When Nissan showed off the largely unchanged 2016 Leaf, it offered a larger battery on its higher trims. Now, for 2017, it's making that battery standard across all trims, but it comes with a cost, albeit a smallish one.
Nissan now offers the 30-kWh battery as standard equipment across all three Leaf trims, which increases range from 84 miles to 107. It also increases the price. Whereas the 2016 Nissan Leaf S started at $29,010, its 2017 MSRP is $30,680. The battery itself is not larger, but rather, Nissan adjusted the battery's internals to provide for increased capacity.
The 24-kWh battery pack has been discontinued, a move that started in the 2016 model year.
Otherwise, the Leaf is largely unchanged. The electric motor still puts out 107 horsepower and 187 pound-feet of torque. The charge time is estimated at 6.6 hours with a Level 2 (240 volt) charger. It still looks weird. The shifter on the console still looks very weird.

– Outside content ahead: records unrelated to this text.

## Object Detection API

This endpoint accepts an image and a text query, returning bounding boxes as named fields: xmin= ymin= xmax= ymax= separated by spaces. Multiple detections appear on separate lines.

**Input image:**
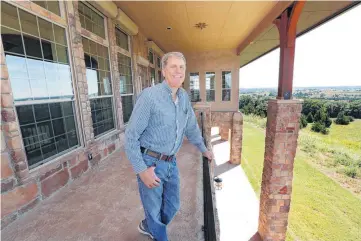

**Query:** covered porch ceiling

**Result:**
xmin=115 ymin=1 xmax=358 ymax=67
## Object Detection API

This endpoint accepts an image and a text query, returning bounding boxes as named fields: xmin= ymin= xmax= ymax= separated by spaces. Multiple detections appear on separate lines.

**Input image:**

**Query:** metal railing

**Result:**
xmin=200 ymin=112 xmax=217 ymax=241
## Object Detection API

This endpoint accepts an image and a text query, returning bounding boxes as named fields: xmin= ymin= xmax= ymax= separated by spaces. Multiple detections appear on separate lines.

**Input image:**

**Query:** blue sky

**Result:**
xmin=239 ymin=5 xmax=361 ymax=88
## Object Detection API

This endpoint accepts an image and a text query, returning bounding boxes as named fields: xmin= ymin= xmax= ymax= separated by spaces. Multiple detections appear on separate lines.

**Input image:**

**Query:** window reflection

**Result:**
xmin=1 ymin=2 xmax=78 ymax=168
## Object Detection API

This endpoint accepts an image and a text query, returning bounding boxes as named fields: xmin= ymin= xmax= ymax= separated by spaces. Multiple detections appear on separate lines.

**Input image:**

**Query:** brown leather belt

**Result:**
xmin=140 ymin=147 xmax=174 ymax=162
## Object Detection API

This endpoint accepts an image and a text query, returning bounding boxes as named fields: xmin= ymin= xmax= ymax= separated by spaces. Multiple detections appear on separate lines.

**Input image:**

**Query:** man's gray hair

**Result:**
xmin=162 ymin=52 xmax=186 ymax=69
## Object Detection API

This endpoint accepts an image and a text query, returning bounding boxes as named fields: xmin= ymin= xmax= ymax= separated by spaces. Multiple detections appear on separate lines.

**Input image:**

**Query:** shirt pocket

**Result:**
xmin=143 ymin=154 xmax=157 ymax=167
xmin=179 ymin=108 xmax=189 ymax=130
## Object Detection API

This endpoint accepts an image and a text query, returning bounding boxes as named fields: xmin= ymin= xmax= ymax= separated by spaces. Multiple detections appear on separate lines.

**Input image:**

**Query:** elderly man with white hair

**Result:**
xmin=125 ymin=52 xmax=213 ymax=241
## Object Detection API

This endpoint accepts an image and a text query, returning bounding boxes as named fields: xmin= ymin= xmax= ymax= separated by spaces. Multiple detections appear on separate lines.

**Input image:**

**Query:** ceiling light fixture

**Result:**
xmin=194 ymin=23 xmax=208 ymax=30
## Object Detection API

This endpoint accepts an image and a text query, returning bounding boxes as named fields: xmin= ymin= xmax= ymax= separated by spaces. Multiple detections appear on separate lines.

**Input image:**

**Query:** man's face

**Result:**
xmin=162 ymin=56 xmax=186 ymax=88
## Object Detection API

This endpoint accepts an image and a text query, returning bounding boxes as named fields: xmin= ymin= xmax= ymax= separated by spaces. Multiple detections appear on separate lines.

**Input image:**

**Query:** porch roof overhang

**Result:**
xmin=114 ymin=1 xmax=359 ymax=67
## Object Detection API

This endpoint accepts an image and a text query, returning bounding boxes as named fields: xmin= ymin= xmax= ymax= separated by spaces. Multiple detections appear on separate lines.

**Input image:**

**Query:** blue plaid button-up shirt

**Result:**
xmin=125 ymin=81 xmax=207 ymax=174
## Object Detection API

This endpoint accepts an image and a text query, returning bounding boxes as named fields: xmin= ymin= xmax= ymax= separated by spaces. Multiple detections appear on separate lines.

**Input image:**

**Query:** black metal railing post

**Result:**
xmin=200 ymin=112 xmax=217 ymax=241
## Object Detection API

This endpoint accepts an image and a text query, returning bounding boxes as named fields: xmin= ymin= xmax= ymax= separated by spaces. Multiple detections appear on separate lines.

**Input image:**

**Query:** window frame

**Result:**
xmin=189 ymin=72 xmax=201 ymax=102
xmin=221 ymin=70 xmax=233 ymax=102
xmin=204 ymin=71 xmax=217 ymax=102
xmin=81 ymin=35 xmax=118 ymax=137
xmin=76 ymin=1 xmax=109 ymax=39
xmin=148 ymin=48 xmax=155 ymax=64
xmin=114 ymin=24 xmax=131 ymax=52
xmin=31 ymin=0 xmax=64 ymax=18
xmin=117 ymin=52 xmax=135 ymax=126
xmin=1 ymin=1 xmax=84 ymax=168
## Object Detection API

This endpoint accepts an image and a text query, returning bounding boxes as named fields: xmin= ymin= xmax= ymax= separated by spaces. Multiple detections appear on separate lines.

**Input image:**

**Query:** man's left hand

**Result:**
xmin=202 ymin=151 xmax=214 ymax=162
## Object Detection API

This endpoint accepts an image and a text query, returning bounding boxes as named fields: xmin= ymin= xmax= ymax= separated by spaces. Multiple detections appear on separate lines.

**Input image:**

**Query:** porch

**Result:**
xmin=0 ymin=1 xmax=358 ymax=241
xmin=1 ymin=141 xmax=204 ymax=241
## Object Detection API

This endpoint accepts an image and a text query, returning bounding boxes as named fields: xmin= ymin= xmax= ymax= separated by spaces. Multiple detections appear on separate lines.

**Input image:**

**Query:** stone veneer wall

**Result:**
xmin=211 ymin=111 xmax=243 ymax=164
xmin=194 ymin=106 xmax=243 ymax=164
xmin=258 ymin=100 xmax=302 ymax=241
xmin=0 ymin=1 xmax=147 ymax=228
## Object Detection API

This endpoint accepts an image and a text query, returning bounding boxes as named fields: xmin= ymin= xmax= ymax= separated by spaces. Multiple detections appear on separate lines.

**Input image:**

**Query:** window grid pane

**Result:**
xmin=122 ymin=95 xmax=133 ymax=124
xmin=32 ymin=0 xmax=60 ymax=16
xmin=150 ymin=68 xmax=157 ymax=85
xmin=117 ymin=53 xmax=133 ymax=94
xmin=189 ymin=73 xmax=200 ymax=102
xmin=157 ymin=57 xmax=161 ymax=68
xmin=148 ymin=49 xmax=154 ymax=64
xmin=222 ymin=71 xmax=232 ymax=101
xmin=78 ymin=1 xmax=105 ymax=39
xmin=16 ymin=101 xmax=79 ymax=168
xmin=115 ymin=28 xmax=129 ymax=51
xmin=82 ymin=37 xmax=113 ymax=98
xmin=206 ymin=72 xmax=216 ymax=101
xmin=158 ymin=70 xmax=162 ymax=83
xmin=1 ymin=2 xmax=74 ymax=103
xmin=90 ymin=97 xmax=114 ymax=137
xmin=82 ymin=37 xmax=115 ymax=137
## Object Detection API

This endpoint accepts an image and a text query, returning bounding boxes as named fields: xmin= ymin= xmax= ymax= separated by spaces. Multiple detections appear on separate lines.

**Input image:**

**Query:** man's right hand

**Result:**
xmin=139 ymin=167 xmax=160 ymax=188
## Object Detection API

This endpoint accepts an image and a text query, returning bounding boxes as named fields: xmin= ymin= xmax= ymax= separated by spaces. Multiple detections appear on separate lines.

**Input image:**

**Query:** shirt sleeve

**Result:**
xmin=185 ymin=97 xmax=207 ymax=153
xmin=125 ymin=89 xmax=152 ymax=174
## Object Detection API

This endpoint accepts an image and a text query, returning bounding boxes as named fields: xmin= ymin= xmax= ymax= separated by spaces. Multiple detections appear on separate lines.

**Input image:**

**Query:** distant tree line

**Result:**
xmin=239 ymin=95 xmax=361 ymax=134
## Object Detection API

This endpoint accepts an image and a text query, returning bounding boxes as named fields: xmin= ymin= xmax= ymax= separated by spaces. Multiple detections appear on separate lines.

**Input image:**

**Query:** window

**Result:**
xmin=32 ymin=1 xmax=60 ymax=16
xmin=158 ymin=70 xmax=163 ymax=83
xmin=78 ymin=1 xmax=105 ymax=39
xmin=118 ymin=53 xmax=133 ymax=123
xmin=115 ymin=28 xmax=129 ymax=51
xmin=82 ymin=37 xmax=114 ymax=137
xmin=138 ymin=65 xmax=151 ymax=90
xmin=222 ymin=71 xmax=232 ymax=101
xmin=148 ymin=49 xmax=154 ymax=64
xmin=189 ymin=73 xmax=200 ymax=102
xmin=150 ymin=68 xmax=157 ymax=85
xmin=157 ymin=57 xmax=161 ymax=69
xmin=1 ymin=2 xmax=79 ymax=168
xmin=206 ymin=72 xmax=216 ymax=101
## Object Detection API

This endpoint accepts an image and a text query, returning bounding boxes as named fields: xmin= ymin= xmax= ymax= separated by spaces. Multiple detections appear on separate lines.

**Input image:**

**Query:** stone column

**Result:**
xmin=193 ymin=102 xmax=212 ymax=149
xmin=258 ymin=100 xmax=302 ymax=241
xmin=108 ymin=18 xmax=124 ymax=130
xmin=230 ymin=112 xmax=243 ymax=164
xmin=64 ymin=1 xmax=94 ymax=146
xmin=0 ymin=33 xmax=29 ymax=182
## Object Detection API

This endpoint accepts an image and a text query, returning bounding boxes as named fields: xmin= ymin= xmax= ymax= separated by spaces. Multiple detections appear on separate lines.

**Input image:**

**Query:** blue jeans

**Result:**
xmin=137 ymin=154 xmax=180 ymax=241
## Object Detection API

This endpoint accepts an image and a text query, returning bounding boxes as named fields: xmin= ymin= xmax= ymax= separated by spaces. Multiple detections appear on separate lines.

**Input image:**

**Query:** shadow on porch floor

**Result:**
xmin=1 ymin=142 xmax=204 ymax=241
xmin=212 ymin=135 xmax=260 ymax=241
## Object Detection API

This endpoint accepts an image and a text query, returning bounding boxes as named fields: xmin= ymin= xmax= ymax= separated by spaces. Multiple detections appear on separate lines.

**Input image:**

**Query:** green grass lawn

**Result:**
xmin=242 ymin=121 xmax=361 ymax=241
xmin=302 ymin=119 xmax=361 ymax=153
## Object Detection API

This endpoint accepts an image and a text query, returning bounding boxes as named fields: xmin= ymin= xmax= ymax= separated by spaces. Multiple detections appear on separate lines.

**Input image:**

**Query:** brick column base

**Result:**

If you opt for the higher SV ($34,200) or SL ($36,790) trims, you'll get Nissan's touchscreen navigation system with a 7-inch screen. You also get the NissanConnect EV system, which requires a free subscription. That allows you to access the vehicle remotely, monitoring charge state and managing the charging itself. You can also pre-condition the cabin to be nice and toasty when you're ready to depart.
When we drove theearlier this year, we enjoyed its nimble handling and flat torque curve. Sadly, the car is a bit behind the times when it comes to active and passive safety systems, with its only true standout feature being Around View Monitor, which provides a top-down look at the area around the car.